NC has a list a testing laboratories which are accepted. I am quite sure that ETL would be on most if not all state lists.

http://www.nciaei.org/section/pdfs/ThirdPartyAg.pdf


----------



## Chris1971 (Dec 27, 2010)

Dennis Alwon said:


> NC has a list a testing laboratories which are accepted. I am quite sure that ETL would be on most if not all state lists.
> 
> http://www.nciaei.org/section/pdfs/ThirdPartyAg.pdf


Thanks. I'm having a difficult time finding where Minnesota accepts ETL as a valid organization for listing and approval. Any ideas?


----------



## Chris1971 (Dec 27, 2010)

Found it. ETL is a NRTL according to OSHA which is the guideline Minnesota uses.


----------



## Dennis Alwon (May 9, 2009)

Chris1971 said:


> Found it. ETL is a NRTL according to OSHA which is the guideline Minnesota uses.

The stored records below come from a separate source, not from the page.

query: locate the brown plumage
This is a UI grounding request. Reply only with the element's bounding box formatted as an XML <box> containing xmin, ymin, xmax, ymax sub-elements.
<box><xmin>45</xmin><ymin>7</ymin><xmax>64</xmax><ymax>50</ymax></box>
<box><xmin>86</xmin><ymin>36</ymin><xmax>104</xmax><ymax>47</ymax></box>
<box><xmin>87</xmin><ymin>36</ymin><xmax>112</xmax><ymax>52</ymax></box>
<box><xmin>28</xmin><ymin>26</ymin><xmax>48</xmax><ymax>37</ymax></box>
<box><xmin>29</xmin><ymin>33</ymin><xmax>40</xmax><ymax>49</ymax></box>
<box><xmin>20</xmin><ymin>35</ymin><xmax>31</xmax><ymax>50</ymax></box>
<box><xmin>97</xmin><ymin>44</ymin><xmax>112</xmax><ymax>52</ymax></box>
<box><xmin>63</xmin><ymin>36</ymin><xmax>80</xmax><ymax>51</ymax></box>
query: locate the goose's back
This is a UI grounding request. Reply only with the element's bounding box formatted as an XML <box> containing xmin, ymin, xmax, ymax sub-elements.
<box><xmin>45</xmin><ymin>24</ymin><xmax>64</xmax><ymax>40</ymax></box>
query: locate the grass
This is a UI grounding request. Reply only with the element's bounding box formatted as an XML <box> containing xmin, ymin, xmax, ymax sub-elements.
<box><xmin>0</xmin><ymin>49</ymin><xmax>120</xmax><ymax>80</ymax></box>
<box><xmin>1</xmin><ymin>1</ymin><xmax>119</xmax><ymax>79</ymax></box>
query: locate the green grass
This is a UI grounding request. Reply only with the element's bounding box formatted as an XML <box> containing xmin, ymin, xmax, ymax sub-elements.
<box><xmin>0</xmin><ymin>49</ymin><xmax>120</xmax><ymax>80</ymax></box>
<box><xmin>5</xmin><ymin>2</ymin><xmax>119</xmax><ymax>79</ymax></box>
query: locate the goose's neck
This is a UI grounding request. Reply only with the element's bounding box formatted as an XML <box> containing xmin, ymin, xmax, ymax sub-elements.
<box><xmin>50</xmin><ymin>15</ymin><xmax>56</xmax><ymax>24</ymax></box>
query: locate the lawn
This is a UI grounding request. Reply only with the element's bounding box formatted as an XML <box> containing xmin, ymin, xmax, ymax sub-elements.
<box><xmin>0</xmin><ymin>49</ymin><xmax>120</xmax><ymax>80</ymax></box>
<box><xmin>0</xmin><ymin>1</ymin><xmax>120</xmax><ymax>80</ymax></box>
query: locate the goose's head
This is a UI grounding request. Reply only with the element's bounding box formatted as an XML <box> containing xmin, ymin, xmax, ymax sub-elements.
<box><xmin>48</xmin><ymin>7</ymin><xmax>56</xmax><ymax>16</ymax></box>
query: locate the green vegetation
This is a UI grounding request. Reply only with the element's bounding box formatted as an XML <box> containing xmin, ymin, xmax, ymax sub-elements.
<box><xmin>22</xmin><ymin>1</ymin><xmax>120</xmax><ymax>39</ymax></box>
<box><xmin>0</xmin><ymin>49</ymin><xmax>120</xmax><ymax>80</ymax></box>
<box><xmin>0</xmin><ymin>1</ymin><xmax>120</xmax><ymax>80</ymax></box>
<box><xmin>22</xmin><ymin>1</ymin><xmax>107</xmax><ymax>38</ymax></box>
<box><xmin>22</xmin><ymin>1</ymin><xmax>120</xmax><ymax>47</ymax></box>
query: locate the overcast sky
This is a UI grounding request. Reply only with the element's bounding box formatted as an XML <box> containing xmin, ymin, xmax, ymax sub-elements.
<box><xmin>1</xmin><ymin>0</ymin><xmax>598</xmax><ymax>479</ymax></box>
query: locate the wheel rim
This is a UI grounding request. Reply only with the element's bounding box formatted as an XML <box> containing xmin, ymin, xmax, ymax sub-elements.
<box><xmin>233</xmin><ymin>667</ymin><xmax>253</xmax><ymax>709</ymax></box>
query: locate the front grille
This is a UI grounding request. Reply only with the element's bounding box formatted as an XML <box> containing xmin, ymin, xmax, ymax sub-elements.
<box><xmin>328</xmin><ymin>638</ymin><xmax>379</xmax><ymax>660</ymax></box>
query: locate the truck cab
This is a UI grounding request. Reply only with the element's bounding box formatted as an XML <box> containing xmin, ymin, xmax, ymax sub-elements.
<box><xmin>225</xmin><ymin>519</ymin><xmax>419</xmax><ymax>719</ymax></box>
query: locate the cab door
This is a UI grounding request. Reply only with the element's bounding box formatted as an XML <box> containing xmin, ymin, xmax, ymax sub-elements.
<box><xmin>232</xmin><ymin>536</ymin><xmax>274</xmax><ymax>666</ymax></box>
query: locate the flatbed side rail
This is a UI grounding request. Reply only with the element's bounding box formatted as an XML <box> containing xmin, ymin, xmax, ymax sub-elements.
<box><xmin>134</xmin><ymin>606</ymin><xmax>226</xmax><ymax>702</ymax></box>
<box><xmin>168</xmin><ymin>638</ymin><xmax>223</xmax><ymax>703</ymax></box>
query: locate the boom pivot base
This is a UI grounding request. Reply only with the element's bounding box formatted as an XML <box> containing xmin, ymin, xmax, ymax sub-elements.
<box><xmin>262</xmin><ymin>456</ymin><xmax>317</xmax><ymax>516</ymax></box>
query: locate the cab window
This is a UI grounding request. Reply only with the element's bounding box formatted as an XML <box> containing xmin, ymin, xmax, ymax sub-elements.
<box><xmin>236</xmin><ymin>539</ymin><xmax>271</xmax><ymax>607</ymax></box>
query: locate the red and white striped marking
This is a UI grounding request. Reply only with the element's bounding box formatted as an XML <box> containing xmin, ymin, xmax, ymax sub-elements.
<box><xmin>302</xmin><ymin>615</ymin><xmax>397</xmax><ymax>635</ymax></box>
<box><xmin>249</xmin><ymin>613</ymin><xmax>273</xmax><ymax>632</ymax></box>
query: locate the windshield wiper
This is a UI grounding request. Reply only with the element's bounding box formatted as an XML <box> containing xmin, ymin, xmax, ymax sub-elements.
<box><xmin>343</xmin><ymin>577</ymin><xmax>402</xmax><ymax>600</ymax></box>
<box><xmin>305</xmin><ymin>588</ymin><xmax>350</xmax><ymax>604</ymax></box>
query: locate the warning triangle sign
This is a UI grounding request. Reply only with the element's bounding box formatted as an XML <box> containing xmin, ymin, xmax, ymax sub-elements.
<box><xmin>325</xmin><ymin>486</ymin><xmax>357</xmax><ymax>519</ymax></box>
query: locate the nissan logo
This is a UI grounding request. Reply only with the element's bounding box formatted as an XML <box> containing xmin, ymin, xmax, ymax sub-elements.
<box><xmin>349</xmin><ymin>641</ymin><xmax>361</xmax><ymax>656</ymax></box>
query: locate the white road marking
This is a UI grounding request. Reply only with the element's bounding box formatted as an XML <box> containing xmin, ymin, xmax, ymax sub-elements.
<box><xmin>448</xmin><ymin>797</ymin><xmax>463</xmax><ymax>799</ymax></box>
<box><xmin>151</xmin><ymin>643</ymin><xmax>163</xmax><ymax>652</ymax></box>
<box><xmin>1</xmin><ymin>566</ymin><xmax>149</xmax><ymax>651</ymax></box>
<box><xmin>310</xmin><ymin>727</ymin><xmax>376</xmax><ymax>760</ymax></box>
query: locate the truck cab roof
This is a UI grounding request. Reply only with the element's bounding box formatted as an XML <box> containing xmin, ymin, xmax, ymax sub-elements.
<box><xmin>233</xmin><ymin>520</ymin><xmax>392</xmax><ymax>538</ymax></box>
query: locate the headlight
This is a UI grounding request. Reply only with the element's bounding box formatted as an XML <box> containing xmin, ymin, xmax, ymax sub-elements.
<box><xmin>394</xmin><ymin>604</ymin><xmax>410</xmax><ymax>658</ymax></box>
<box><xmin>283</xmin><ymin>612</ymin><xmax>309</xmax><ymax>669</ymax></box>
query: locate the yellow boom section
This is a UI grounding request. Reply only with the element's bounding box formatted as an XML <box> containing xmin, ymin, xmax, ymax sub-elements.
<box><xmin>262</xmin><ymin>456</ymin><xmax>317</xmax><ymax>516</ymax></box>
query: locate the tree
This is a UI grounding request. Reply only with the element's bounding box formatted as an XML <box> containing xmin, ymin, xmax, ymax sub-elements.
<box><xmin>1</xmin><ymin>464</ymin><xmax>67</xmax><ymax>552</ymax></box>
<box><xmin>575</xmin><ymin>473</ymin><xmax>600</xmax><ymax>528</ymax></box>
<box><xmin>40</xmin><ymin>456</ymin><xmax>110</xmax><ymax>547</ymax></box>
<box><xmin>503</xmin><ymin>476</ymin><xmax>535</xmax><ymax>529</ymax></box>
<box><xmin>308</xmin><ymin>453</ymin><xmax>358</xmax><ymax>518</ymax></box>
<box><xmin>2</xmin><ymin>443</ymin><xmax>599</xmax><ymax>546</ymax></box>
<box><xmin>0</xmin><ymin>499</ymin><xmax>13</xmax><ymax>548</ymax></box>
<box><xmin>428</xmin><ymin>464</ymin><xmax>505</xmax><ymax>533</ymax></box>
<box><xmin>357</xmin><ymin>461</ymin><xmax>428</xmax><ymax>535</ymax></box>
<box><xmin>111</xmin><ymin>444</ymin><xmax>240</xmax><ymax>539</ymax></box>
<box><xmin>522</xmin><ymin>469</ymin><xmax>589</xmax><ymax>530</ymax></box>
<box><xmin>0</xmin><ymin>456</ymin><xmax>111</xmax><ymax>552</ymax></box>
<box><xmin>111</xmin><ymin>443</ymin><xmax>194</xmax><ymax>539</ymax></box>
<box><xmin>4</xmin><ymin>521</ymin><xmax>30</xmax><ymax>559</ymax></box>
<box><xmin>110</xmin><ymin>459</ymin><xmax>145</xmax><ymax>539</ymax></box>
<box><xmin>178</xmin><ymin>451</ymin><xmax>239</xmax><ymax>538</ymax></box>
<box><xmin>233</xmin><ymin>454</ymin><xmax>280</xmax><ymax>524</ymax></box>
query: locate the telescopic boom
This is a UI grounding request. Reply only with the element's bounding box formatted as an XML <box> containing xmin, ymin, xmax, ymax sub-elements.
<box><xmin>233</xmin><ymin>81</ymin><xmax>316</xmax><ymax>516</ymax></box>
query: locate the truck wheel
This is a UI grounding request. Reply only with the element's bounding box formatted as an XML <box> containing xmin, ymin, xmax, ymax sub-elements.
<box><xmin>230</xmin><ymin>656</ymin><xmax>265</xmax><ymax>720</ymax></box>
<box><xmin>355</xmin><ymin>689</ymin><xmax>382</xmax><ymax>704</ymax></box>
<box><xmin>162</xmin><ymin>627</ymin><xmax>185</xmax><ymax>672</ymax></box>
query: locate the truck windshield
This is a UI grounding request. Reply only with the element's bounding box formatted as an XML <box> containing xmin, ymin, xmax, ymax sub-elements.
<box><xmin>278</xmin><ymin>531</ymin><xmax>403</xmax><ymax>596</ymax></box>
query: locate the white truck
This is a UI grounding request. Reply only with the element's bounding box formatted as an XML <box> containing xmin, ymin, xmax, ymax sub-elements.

NRTL means Nationally Recognized Testing Laboratory and ETL is one of many. UIL & ETL are pretty common labs


----------



## JRaef (Mar 23, 2009)

Just to avoid the confusion, that list is a little out of date. ETL is now part of (and the label used by) Intertek, who also bought Entela on that list and I think another one or two smaller labs.

Most states now no longer want to be list maintenance people so they just refer back to the OSHA list of NRTLs.

http://www.osha.gov/dts/otpca/nrtl/


----------